You Are What You Worship
In Sunday’s sermon, Rich preached a great word about being made in the image of God. He said we are created to worship and reflect the goodness and glory of God, and he pointed out how we are like mirrors, when we reflect that which we worship, we become like that which we worship. The original Plan A was that when we worship God we would reflect His goodness to others, and we would become like Him. But sin broke the plan. Now we are in Plan B which has introduced many alternative gods to worship.
We become like that which we worship. I see that principle in Hosea, when he said that when Israel devoted themselves to sexual perversion at Baal Peor, they “became detestable like the thing they loved” (9:10).
Israel worshiped Baal, they reflected Baal, and they became as detestable as Baal.
So, why is it true that we become like that which we worship?
It’s true because we are designed as worshiping machines – we cannot not worship something or someone. We are designed to reflect that which we worship. If we worship God, we reflect God. If we worship money, sex, independence, freedom, family, nationalism, etc., then we reflect those things. What we worship is our ultimate source of hope and it always comes up in our conversations. Becoming like that which we worship is inevitable. You can’t worship Baal (or money, sex, nationalism, sports, etc.) and become like God.

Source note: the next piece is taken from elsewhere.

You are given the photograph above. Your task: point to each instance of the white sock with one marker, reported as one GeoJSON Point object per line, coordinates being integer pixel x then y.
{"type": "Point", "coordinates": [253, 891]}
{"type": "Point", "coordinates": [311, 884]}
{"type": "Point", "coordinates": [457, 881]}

But, when are we “worshiping”? We are worshiping something when we think that object, experience or person will give our lives meaning, value, significance and security.
Tim Keller writes,
“… the human heart takes good things like a successful career, love, material possessions, even family, and turns them into ultimate things. Our hearts deify them as the center of our lives, because, we think, they can give us significance and security, safety and fulfillment, if we attain them” (Keller, Timothy. Counterfeit Gods. Penguin Publishing Group. Kindle Edition.)
So, we reflect the gods we worship. We spend our time, money, energy pursuing things that we think will give us life. Then, we reflect those gods (idols) to those around us as that which we have lifted up as worthy of our hope, time, affection and money. But those idols will ultimately fail us. And when they do, we can become panicked and depressed. If you are reading this you are not immune to these pressures – because our world walks by sight, not by faith. But God’s word tells us that we, as followers of Jesus, “walk by faith, not by sight” (2 Cor. 5:7).
Because we become like that which we worship, the perennial test is will we worship the Creator, or the created?
“For although they knew God, they did not honor him as God or give thanks to him, but they became futile in their thinking, and their foolish hearts were darkened…because they exchanged the truth about God for a lie and worshiped and served the creature rather than the Creator, who is blessed forever! Amen” (Romans 1:21, 25).
The good news is that God will never fail us. Only through worshiping Him can we properly function as the worship machines that we are – reflecting His goodness, kindness, grace and glory.
And there is peace amidst the storm when we worship the Creator.